The most recent quarterly report from Nvidia Corp. got a lot of good reviews. Ben Reitzes, an analyst at Melius Research, said it “had no real negatives.”
And while Nvidia shares NVDA, +2.57% are up 10% on Thursday morning, the latest set of impressive numbers from the company don’t seem to be the reason for that change. Instead, Wall Street is optimistic about what’s to come for Nvidia, especially now that the company is making its new Blackwell chip line.
Harsh Kumar, an analyst at Piper Sandler, said that this kind of talk was the “highlight of the call.” Kumar also said that Nvidia plans to ramp up Blackwell in the October quarter before full-scale deployments in the January quarter.
However, Nvidia’s numbers are still important to pay attention to. Since the chip company’s stock has gone up 92% so far this year and 209% over the past 12 months, expectations have gone up quite a bit. In fact, the buy side was only slightly disappointed when revenue for the April quarter of $26.0 billion, up 262% year-over-year, was just what they were looking for.
Matthew Ramsay, an analyst at TD Cowen, stopped to think about how far Nvidia has come in a year. Nvidia’s AI-fueled frenzy began in earnest in the July quarter of last year. At this point in 2023, the company shocked Wall Street by predicting that quarterly sales for that period could reach a record $11 billion. Now, Ramsay said, the company’s plans call for 2.5 times that amount.

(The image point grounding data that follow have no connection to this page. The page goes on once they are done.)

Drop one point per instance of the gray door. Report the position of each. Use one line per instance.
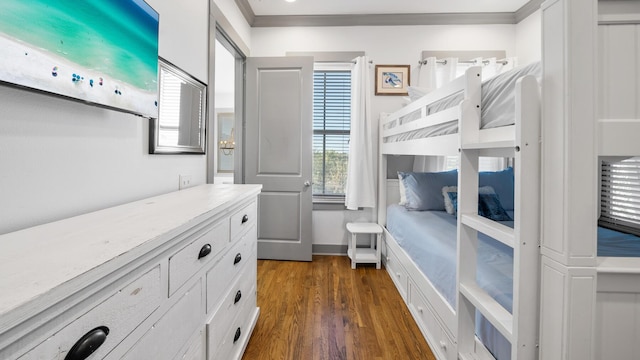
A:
(278, 137)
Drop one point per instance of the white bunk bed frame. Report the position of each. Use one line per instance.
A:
(582, 306)
(451, 331)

Here are some more shocking numbers that could come up: Ramsay now thinks that data centres will bring in more than $100 billion in fiscal 2025, which is also what most people think. Data centre sales brought in $10.6 billion for Nvidia in fiscal 2022, $15 billion for fiscal 2023, and $47.5 billion for fiscal 2024. The fiscal year of the business ends in January.

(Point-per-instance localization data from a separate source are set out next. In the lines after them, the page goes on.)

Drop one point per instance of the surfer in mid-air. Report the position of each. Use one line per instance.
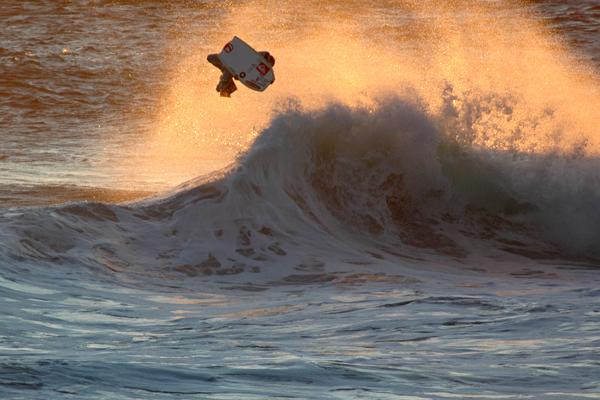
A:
(226, 85)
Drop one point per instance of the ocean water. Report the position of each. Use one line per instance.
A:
(411, 211)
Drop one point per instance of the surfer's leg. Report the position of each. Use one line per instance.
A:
(225, 81)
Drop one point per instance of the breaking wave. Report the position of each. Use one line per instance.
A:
(382, 184)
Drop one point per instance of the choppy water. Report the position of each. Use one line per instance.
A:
(417, 220)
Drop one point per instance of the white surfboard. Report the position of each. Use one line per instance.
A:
(247, 64)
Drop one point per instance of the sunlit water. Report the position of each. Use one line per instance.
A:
(417, 219)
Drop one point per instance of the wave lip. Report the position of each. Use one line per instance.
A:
(341, 185)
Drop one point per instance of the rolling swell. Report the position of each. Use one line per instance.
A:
(387, 182)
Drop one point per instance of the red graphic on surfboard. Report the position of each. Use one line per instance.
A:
(263, 69)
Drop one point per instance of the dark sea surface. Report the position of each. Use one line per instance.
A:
(411, 211)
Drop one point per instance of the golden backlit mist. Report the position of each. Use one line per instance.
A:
(355, 52)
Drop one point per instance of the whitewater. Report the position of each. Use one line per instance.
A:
(409, 212)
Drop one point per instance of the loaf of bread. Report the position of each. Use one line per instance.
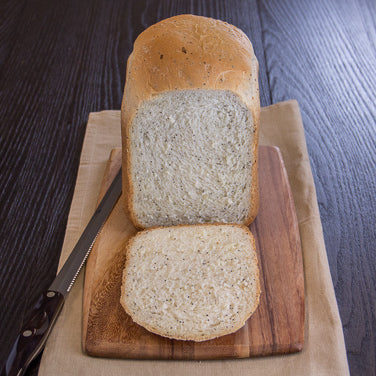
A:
(194, 282)
(190, 123)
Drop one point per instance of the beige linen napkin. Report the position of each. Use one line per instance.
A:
(324, 350)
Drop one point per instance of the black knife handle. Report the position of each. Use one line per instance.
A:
(32, 338)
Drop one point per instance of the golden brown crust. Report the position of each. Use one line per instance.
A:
(197, 338)
(189, 52)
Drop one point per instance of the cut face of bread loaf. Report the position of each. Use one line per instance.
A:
(191, 282)
(190, 119)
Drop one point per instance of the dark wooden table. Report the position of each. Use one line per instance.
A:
(60, 60)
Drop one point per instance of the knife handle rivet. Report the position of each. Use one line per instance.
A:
(27, 333)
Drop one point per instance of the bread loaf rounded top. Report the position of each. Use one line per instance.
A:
(190, 52)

The CEO of at least one other tech company showed respect for Nvidia’s quickly growing finances. Box Inc. BOX, -2.36% CEO Aaron Levie said that Nvidia’s ability to post $22.6 billion in quarterly data-center revenue after only seeing $4.3 billion the year before is simply a unique growth.

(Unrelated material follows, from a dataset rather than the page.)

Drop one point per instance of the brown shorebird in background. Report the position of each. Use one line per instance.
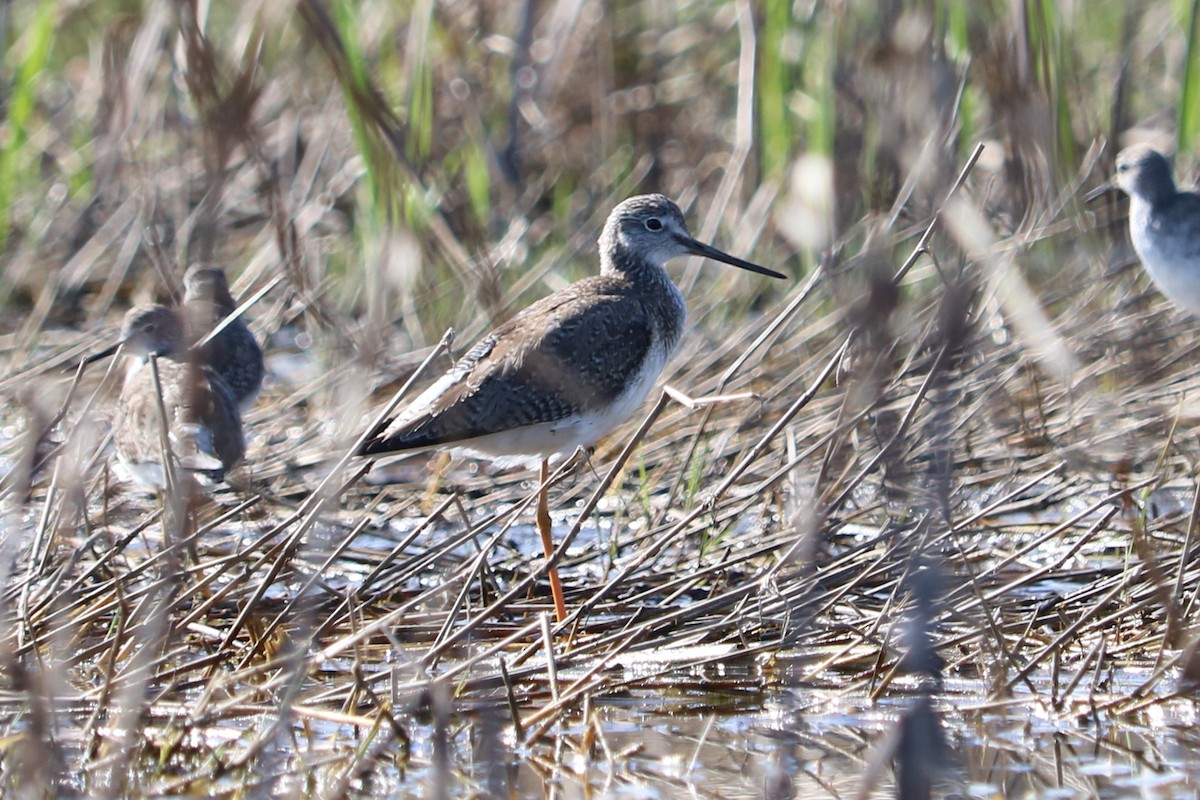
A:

These 2 numbers have never been next to each other in the history of capitalism pic.twitter.com/qAi1PrQSqc
— Aaron Levie (@levie) May 22, 2024
And there’s one other number to mind: the stock’s multiple. Nvidia shares “remain relatively inexpensive (~35x on forward earnings that are going up again today) with a narrative that is clearly nowhere near its end, and likely nowhere near its peak,” Bernstein analyst Stacy Rasgon wrote.